いくら説明しても、言っても分らない人には分からないよ。



 東京は株取引の証券会社がたくさんある茅場町にダイヤモンドビルってのがある。昔、そこに職場があり通っていた事があるんだ。確か、ダイヤモンドビルの4階が食堂になっていて、食堂の一角にそば・うどんコーナーがあった。ある日の昼食時間に、ピカピカ光るステンレスのカウンタに薄ピンク色の蕎麦・うどんの食券を置いて、白い頭巾と前掛けをした肉付きの良い、昔のお姉さんに言ったよ。

 『蕎麦下さい!』

 お姉さんが私の声を確認して、言い返したよ。私にさ。

 『お蕎麦ですね?』

 私もお姉さんの確認する返事に、再び、応えたよ。

 『そう、蕎麦下さい!』

 お姉さん、確認すると、私に背中を見せカウンタから離れて歩いて行ったんだ。そして、しばらくすると、戻ってきて私に言うんだ。

 『お蕎麦ですね?』

 まあ、その声に、私も三度応えたよ。何も考えずにさ。

 『ええ、蕎麦下さい!』

 しばらくして、お姉さんピカピカ光っているステンレスのカウンタの上にプラスチック製の丼を置きましたよ。そして、その薄茶色の丼の中には、茶色のだし汁とと真っ白いうどんが入っていたんだ。そして、私はお姉さんに言ったよ。

 『おねえさん! 蕎麦って言ったじゃない!』

 おねえさん、私の言葉に振り返りながら、言ったよ。驚いたような声を出してさ。

 『あら、そう、蕎麦だったの、じゃあ、取り替えますよ。』

 まあ、面倒かけるのもなんだし、大したことじゃないので、私は、おねえさんに言ったよ。

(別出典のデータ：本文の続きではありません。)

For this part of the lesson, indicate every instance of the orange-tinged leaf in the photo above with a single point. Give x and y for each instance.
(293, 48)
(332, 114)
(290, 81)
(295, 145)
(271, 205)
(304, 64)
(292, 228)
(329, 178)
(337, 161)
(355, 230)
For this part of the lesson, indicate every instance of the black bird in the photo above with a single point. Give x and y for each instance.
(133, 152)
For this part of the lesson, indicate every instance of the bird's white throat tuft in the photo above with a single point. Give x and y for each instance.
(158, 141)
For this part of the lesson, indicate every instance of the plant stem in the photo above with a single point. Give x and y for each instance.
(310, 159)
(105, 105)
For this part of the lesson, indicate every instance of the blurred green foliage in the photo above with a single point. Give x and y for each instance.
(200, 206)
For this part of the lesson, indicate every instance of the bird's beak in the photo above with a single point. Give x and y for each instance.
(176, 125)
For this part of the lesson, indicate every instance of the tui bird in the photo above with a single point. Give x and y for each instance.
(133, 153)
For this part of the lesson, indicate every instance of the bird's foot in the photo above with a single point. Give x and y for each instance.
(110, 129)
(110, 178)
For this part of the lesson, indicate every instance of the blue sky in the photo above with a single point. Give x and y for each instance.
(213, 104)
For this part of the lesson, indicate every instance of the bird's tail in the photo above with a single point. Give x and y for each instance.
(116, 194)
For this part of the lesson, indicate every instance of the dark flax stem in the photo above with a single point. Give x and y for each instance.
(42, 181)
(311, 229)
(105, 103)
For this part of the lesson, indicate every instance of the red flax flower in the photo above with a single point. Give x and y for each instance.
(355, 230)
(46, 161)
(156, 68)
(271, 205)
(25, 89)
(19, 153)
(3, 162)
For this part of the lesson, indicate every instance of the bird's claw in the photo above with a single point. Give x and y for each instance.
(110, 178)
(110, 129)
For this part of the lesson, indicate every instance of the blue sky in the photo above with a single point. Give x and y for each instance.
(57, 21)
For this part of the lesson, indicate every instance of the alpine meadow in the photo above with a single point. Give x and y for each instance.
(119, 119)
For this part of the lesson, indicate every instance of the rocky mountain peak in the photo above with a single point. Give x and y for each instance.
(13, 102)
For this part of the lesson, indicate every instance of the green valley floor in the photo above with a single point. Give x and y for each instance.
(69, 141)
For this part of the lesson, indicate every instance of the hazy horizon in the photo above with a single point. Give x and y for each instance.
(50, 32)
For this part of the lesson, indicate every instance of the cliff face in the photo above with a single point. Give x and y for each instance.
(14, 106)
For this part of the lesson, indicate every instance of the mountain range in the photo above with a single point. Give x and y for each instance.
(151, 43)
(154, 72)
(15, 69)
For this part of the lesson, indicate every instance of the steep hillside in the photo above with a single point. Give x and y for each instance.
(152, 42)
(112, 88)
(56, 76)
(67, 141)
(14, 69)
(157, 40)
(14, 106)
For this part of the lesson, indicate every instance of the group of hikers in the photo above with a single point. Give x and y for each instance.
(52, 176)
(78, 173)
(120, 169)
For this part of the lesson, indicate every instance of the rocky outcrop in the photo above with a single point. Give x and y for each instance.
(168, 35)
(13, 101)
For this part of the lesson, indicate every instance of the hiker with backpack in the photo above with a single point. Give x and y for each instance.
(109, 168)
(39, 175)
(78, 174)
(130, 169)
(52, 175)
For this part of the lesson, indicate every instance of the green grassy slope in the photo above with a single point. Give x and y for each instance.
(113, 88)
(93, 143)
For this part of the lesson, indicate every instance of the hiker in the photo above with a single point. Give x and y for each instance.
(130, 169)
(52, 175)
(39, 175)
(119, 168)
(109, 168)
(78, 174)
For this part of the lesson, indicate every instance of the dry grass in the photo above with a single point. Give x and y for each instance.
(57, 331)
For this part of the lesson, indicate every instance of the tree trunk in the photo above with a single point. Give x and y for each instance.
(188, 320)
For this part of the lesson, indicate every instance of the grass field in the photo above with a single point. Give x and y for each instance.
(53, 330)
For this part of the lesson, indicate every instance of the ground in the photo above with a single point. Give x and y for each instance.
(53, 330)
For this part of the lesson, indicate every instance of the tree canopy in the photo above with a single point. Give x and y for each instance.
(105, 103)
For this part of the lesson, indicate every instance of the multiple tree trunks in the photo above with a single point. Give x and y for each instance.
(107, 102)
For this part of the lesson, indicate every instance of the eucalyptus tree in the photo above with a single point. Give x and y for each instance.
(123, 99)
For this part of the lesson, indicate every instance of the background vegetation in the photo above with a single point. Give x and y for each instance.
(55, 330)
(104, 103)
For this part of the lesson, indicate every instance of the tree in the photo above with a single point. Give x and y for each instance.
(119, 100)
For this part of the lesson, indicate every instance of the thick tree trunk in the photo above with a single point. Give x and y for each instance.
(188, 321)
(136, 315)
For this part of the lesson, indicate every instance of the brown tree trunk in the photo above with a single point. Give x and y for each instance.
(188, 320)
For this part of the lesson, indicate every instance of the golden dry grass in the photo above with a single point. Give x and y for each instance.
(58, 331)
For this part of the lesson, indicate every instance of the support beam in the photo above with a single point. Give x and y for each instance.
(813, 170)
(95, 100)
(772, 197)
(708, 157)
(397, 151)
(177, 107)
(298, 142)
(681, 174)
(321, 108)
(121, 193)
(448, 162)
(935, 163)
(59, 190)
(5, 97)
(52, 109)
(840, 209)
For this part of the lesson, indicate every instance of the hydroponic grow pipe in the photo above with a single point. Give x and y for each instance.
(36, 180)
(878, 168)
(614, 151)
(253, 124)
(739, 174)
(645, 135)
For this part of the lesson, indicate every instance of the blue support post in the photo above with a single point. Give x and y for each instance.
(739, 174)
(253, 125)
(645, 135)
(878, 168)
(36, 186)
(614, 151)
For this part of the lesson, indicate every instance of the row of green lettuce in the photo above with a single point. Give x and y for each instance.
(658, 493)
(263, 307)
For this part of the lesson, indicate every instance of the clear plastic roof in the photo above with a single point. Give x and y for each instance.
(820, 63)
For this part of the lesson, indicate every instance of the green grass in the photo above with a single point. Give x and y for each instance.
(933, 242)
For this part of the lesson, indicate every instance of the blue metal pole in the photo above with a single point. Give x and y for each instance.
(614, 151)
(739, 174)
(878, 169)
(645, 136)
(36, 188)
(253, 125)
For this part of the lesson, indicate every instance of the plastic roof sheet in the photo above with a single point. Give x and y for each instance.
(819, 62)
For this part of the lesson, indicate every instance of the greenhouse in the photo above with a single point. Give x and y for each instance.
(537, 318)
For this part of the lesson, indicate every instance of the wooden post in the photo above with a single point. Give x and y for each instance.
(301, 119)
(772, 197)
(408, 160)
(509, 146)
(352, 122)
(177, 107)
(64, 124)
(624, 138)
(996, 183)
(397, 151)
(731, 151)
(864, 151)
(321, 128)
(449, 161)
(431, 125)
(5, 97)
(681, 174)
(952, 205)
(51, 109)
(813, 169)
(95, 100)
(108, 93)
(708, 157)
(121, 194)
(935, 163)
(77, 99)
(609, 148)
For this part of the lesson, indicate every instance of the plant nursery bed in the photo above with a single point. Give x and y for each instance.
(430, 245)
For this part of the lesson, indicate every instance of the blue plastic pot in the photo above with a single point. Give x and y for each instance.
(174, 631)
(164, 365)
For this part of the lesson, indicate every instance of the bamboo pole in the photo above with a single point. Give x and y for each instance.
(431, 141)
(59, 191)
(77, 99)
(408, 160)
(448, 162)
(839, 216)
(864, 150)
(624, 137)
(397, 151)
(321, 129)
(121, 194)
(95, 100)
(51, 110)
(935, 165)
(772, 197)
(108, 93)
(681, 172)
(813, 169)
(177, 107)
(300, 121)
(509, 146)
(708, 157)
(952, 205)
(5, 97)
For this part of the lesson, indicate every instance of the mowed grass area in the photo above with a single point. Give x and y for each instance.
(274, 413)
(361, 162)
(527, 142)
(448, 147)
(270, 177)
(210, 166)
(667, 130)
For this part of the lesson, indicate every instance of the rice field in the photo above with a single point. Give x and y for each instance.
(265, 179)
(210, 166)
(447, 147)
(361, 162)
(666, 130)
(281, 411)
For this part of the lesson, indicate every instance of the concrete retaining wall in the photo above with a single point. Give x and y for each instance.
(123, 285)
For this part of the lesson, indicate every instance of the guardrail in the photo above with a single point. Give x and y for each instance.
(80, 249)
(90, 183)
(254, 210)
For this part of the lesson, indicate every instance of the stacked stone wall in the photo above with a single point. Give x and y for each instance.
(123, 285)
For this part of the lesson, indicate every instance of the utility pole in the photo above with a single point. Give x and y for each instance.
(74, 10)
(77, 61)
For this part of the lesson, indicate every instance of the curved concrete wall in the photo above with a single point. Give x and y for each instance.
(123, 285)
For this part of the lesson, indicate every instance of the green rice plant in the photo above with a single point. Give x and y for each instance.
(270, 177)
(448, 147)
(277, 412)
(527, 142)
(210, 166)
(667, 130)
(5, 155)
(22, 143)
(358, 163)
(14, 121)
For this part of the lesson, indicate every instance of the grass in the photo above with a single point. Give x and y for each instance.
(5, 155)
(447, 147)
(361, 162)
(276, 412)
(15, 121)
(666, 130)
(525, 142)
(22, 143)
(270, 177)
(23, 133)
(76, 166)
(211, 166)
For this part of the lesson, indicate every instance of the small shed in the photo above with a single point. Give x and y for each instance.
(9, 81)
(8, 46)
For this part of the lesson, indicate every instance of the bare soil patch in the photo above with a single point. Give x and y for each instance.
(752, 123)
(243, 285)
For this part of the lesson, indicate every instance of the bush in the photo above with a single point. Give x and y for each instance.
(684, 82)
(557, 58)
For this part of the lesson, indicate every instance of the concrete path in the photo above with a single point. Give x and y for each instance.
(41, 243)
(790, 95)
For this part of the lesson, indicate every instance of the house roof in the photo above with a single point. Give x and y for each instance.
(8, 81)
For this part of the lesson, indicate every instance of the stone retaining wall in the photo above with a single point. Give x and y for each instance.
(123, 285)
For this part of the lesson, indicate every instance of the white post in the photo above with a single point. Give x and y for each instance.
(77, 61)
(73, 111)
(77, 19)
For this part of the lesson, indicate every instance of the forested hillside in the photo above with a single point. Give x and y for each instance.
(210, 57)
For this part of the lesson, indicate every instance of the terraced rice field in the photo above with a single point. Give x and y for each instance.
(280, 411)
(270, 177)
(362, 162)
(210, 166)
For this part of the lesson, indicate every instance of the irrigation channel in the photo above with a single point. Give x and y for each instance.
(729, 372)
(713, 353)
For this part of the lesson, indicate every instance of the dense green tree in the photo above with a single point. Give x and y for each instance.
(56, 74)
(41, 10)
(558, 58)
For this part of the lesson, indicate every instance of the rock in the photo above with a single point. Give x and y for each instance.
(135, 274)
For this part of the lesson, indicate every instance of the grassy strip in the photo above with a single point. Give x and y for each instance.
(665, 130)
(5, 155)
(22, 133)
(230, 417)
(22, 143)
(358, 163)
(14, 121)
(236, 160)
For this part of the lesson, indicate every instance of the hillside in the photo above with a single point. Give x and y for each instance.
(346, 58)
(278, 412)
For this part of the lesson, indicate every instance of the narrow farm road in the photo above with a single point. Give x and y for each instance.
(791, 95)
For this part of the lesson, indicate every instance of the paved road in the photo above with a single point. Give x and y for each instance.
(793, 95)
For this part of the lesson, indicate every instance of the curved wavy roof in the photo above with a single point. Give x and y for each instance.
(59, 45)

 『いいよ。まあ、これで、たまにはうどんを食べるのもさ。』

 このおねえさんに限らないよ、これが日本のごくありふれた普通の人だと思うよ。随分前に、地下鉄サリン事件が起き、マスコミ日本中が騒いでいたときに、オーム心理教に次の日、入信した若い女性がテレビ画面にモザイクで顔をマスクされインタビューアの質問に応えていたよ。

 『はい、今日、オーム心理教に入りました。』

 地下鉄に猛毒サリンが撒かれようが、人が何人死のうが、モンサント社が遺伝子組み換え食品を作ろうが、どうなろうがさ。分らない人には分からないんだ。それが、ほとんどの日本人なんだ。

 スーパーマーケットの牛肉パックに貼り付けてある放射能の検査済みってなラベルが、今度は検査済みってなラベルに変わったよ。放射能の文字がなくなったんだ。そう、少しずつマスクしていくんだ。それが、日本人に対する対応なんだ。家畜頭にする為にね。

 平成27年2月12日(木曜日)晴れ 午前00:06 世田谷区より。